Citations sur Encabanée (122)
Les poèmes, il faut les garder pour la fin, les savourer à la lueur d’une bougie. Mes yeux picotent derrière les volutes de fumée bleue. Dis, Marie-Jeanne, l’errance, n’est-ce pas la fuite du moment présent ? Et moi, pourquoi suis-je venue m’enfouir dans la plus rude des saisons ? Pour endormir mes passions et me cacher au fond d’un rang, comme dans un écrin de neige ? Je comprendrai pourquoi je suis ici lorsque j’aurai tout lu.
Je laisse partir une flamme, mais elle a attisé en moi le goût de défendre la Terre. Moi aussi, je mènerai un combat, mais sans armes, sans vandalisme, sans sensationnalisme. Dans les limites légales de la désobéissance civile et dans la sagesse de Thoreau. Je planterai des arbres par milliers, je sèmerai des fleurs pour nourrir les rares abeilles, je vivrai de ma terre en métamorphosant la plantation d’épinettes en espace où la faune et la flore seront foisonnantes. Avec chaque sou économisé, j’achèterai toutes les forêts privées et les champs avoisinants en monoculture, et je les laisserai en friche, fleurir sans coupes, pousser en paix. Ma vie reprend du sens dans ma forêt.
Malgré la rigueur de ma vie ici, le verre d’eau sur la table me paraît encore à moitié plein… même s’il est plein de glace.
Simplicité, autonomie, respect de la nature. Le temps de méditer sur ce qui compte vraiment. Le temps que la symphonie des prédateurs, la nuit, laisse place à l'émerveillement.
Je m’emboucane dans la cabane comme prisonnière de l’hiver ou prise en mer sans terre en vue, les hublots embués, les idées floues. Tragique, la beauté des arbres nus me donne envie d’écrire, de sortir mon vieux journal de noctambule et de m’enfoncer dans les courtepointes aux motifs de ma jeunesse, d’y réchauffer mes jambes que je n’épile plus, à la fois rêches et douces comme la peau d’un kiwi. Le vent porte l’odeur musquée des feuilles mortes sous la neige, et j’attends un printemps précoce comme on espère le Québec libre. Le temps doux reviendra. L’avenir changera de couleur.
Je veux marcher dans les bois sans jamais penser au temps. Je n’ai pas besoin de montre, d’assurances, d’hormones synthétiques, de colorant à cheveux, de piscine hors terre, de téléphone cellulaire plus intelligent que moi, d’un GPS pour guider mes pas, de sacoche griffée, de vêtements neufs, d’avortements cliniques, de cache cernes, d’un faux diamant collé sur une de mes canines, ni d’amies qui me jalousent. De toutes ces choses qui forment le mirage d’une vie réussie. Consommer pour combler un vide tellement profond qu’il donne le vertige. S’accrocher à des bouées de masse. Se peindre des masques de clown triste.
La lune illumine le désert blanc. Immense. Immortel. La cabane se tient là dans son ombre, comme un perce-neige.
Les jambes à mon cou, je traversais la ville, comme si j'avais entendu les sirènes infernales qui précèdent les bombardements.

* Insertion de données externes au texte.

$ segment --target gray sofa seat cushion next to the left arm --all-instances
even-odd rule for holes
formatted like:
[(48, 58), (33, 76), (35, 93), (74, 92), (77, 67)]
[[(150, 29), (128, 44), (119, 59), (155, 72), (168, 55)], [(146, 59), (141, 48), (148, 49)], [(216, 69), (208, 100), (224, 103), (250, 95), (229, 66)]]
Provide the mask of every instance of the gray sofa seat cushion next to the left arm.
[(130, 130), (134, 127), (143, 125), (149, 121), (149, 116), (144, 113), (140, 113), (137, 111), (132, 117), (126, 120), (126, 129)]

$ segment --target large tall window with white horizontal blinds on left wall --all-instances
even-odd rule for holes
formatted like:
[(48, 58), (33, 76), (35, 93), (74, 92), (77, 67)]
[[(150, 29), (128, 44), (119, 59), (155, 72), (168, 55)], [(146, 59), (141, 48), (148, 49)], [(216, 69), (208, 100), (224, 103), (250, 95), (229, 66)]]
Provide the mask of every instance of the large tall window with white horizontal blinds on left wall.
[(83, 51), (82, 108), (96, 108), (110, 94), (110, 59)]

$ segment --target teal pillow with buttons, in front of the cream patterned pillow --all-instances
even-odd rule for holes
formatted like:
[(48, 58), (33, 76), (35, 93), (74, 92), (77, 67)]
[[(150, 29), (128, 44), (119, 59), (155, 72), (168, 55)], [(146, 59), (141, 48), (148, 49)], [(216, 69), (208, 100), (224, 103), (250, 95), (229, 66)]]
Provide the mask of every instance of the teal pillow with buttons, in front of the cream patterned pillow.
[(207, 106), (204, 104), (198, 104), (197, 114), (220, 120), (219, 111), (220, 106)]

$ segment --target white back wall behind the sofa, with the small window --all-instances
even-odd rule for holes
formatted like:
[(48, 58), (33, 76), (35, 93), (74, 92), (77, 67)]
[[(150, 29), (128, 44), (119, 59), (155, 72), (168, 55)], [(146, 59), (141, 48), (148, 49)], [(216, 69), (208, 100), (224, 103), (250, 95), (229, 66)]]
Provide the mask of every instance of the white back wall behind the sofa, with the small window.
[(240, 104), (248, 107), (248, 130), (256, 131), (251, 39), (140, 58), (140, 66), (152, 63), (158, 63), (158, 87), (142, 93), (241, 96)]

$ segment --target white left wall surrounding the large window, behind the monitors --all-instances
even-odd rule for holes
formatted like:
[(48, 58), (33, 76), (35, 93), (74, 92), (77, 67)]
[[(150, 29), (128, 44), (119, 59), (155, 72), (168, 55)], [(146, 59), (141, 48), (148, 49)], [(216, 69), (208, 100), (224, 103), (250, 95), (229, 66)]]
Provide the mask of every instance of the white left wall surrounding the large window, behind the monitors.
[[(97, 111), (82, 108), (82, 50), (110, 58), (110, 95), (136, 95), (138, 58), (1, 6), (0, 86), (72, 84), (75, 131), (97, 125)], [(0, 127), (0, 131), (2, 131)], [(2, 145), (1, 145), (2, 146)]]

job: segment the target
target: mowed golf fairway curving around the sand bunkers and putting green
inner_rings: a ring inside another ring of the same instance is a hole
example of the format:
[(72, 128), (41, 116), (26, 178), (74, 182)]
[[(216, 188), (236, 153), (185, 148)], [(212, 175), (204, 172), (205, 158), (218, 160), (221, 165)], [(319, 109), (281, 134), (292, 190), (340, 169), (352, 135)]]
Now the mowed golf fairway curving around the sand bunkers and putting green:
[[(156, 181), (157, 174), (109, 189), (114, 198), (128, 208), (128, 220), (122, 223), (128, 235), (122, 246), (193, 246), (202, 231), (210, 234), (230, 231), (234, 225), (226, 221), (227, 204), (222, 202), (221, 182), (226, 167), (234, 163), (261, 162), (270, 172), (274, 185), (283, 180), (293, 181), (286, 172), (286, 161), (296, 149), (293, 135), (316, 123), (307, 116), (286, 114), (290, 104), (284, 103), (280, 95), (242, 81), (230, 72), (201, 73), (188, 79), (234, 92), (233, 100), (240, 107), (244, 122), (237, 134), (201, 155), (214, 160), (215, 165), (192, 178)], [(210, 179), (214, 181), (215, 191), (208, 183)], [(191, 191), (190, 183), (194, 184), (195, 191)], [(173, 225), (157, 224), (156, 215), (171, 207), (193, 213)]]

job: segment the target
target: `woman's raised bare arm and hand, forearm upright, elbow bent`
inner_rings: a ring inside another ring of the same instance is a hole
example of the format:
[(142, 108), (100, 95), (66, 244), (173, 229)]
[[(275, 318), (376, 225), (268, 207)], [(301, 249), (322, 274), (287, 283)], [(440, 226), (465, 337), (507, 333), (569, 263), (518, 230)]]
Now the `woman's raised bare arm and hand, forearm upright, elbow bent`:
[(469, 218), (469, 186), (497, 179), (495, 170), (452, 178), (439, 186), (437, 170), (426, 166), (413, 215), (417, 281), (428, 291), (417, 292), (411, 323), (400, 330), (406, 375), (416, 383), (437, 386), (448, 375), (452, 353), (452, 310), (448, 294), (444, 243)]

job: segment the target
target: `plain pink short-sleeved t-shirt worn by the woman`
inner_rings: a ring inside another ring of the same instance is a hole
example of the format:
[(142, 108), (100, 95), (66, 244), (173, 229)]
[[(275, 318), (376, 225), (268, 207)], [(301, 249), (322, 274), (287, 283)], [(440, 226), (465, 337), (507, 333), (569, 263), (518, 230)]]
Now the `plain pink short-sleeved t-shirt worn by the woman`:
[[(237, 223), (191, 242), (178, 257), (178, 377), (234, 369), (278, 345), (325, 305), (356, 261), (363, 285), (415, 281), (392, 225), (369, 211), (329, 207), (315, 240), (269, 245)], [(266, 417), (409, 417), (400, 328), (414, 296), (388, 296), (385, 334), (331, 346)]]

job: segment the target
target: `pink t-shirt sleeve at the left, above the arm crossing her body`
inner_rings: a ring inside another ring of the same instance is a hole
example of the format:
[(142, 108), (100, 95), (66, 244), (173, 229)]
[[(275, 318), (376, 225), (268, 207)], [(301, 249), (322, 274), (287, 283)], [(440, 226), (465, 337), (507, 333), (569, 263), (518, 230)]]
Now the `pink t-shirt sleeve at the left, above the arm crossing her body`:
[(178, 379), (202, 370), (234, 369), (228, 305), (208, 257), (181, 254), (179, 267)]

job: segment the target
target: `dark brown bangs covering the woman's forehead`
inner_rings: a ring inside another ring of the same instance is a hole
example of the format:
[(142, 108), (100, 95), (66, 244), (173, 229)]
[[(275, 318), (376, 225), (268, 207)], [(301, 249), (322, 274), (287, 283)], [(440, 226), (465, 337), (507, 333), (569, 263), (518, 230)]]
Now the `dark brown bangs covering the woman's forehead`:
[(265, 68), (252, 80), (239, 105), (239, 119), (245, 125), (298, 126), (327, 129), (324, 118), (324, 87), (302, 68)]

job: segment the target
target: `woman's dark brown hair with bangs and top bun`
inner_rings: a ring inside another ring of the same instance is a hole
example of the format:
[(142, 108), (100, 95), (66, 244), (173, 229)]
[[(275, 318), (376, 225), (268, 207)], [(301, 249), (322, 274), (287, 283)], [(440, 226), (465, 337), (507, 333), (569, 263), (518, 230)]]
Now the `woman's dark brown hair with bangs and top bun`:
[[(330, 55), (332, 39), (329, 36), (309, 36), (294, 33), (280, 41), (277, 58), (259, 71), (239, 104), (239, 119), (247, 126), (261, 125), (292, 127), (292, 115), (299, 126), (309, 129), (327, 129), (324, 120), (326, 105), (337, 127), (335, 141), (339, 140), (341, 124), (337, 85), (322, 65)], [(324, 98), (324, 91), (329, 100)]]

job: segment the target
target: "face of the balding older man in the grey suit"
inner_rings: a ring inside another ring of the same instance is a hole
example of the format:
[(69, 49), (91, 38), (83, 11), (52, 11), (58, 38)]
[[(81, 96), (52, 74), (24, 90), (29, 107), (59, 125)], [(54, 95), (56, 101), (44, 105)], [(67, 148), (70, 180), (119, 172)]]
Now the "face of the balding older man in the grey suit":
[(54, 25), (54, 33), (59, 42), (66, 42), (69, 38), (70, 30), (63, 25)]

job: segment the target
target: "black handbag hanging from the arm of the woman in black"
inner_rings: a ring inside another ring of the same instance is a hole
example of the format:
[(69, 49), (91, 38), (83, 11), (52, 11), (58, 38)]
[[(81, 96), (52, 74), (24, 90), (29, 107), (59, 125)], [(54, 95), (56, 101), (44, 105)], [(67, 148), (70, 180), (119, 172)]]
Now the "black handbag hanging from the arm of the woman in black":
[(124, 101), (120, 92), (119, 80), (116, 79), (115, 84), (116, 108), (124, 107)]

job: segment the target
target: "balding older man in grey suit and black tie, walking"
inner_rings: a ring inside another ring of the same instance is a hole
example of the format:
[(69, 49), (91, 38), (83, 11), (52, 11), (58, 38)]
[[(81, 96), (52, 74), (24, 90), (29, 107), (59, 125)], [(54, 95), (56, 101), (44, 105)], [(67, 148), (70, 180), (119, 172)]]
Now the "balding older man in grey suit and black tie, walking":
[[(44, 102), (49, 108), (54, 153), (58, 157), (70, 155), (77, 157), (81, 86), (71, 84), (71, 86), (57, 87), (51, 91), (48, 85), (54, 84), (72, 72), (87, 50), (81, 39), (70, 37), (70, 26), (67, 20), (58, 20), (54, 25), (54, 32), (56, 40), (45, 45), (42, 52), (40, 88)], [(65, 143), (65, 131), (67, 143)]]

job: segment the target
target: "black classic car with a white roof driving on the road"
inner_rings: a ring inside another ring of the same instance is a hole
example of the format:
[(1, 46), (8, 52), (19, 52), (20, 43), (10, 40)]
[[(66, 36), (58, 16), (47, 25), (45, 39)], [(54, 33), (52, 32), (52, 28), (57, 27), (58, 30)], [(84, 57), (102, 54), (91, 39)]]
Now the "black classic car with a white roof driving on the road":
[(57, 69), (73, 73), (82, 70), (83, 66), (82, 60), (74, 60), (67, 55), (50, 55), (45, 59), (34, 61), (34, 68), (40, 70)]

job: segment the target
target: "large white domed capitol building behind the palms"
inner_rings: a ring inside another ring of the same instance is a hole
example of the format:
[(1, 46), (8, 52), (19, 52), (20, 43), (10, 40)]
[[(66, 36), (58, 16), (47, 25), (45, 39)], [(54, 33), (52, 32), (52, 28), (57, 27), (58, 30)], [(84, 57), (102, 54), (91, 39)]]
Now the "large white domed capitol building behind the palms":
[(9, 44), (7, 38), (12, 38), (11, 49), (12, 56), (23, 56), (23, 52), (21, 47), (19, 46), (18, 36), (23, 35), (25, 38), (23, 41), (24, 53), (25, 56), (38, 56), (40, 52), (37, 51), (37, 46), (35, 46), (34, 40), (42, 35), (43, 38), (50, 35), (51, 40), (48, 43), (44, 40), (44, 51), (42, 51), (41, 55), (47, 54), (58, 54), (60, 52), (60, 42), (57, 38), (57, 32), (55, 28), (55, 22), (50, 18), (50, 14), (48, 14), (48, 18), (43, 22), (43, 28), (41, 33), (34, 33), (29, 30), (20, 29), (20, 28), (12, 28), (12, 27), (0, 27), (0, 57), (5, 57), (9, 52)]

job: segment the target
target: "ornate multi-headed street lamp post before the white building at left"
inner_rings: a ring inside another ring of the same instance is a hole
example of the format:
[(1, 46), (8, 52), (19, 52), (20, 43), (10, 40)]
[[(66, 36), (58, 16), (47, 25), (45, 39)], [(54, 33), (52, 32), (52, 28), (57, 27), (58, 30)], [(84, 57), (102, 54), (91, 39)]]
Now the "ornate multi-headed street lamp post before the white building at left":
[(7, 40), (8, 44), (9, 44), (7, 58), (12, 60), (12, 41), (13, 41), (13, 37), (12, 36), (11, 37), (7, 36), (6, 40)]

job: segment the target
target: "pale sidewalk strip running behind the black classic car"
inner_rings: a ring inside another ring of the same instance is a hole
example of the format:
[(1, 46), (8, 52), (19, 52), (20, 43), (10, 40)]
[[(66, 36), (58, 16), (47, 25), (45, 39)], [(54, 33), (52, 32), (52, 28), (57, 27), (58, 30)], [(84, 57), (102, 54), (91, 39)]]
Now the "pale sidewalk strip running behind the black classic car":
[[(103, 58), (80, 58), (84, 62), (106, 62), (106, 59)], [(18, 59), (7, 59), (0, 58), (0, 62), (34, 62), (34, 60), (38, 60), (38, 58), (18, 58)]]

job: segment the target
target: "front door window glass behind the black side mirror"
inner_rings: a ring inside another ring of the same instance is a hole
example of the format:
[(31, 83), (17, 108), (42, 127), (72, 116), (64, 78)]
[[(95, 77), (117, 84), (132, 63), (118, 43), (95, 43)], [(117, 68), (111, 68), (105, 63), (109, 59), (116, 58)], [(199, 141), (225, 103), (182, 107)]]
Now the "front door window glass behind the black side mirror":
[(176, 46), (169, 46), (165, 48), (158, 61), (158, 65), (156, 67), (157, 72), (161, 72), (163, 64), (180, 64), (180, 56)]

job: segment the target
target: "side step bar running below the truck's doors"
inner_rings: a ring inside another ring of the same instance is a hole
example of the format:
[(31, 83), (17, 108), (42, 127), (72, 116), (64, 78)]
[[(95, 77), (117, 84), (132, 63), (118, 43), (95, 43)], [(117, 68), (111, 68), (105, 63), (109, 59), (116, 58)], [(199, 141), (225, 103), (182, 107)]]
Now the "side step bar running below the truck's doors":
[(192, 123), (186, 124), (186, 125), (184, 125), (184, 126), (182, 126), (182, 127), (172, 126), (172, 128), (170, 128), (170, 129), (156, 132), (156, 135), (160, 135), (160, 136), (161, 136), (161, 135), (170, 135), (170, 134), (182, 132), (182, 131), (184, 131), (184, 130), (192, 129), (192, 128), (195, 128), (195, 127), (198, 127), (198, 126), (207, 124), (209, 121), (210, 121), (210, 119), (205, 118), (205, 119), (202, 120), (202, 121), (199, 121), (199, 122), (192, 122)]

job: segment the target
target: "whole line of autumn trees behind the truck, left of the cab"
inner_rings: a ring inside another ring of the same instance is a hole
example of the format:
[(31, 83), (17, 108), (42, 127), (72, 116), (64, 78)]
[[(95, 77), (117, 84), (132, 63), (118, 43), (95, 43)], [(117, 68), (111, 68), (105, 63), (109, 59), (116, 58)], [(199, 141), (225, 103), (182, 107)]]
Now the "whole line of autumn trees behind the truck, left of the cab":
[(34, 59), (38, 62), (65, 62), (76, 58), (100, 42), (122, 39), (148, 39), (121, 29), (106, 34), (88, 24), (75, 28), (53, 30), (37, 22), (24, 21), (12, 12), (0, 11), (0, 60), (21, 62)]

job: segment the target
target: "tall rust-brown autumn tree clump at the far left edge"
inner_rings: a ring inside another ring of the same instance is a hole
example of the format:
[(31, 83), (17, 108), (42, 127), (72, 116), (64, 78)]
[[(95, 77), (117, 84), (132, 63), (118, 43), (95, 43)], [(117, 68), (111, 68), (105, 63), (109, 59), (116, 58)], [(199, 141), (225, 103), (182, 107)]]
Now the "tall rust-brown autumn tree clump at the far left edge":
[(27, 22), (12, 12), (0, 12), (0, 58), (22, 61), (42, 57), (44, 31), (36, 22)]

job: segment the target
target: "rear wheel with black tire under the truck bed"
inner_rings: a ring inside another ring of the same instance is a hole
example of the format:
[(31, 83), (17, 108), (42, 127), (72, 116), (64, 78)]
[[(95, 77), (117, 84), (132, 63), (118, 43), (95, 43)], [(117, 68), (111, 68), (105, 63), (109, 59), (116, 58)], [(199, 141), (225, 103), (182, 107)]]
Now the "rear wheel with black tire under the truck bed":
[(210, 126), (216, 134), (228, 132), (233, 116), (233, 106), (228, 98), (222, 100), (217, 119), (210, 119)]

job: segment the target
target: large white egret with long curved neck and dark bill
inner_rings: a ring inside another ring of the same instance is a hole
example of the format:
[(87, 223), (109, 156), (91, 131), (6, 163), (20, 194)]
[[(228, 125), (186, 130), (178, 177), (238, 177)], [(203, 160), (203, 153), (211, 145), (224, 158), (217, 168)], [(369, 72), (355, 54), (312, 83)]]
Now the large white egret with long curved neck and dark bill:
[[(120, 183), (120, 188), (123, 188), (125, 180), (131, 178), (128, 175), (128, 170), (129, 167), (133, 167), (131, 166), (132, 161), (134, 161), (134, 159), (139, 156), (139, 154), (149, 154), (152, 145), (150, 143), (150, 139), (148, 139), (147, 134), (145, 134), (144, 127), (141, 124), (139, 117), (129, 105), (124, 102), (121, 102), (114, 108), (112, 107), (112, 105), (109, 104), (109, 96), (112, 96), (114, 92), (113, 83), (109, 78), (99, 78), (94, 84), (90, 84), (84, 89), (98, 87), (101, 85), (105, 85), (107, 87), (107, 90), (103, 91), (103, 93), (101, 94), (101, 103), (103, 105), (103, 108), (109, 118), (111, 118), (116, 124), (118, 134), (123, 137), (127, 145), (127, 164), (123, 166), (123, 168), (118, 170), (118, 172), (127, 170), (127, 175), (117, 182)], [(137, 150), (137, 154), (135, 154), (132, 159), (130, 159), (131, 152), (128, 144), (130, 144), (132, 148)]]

Le moral est la première chose à ne pas perdre quand on est perdu.
Le grand-duc m'accompagne de son houhou feutré. Je lève la tête et le cherche du regard. Il est là, perché dans le tremble mort au bord de l'eau. Au bord de la glace, plutôt. La nuit ne tarde pas à plonger la forêt dans le noir ébène. La flamme d'une chandelle oubliée se noie dans la cire sur la table de chevet. Je fais l'ange dans une couette de neige si douillette que je pourrais m'y endormir. Une belle mort dans la grande noirceur.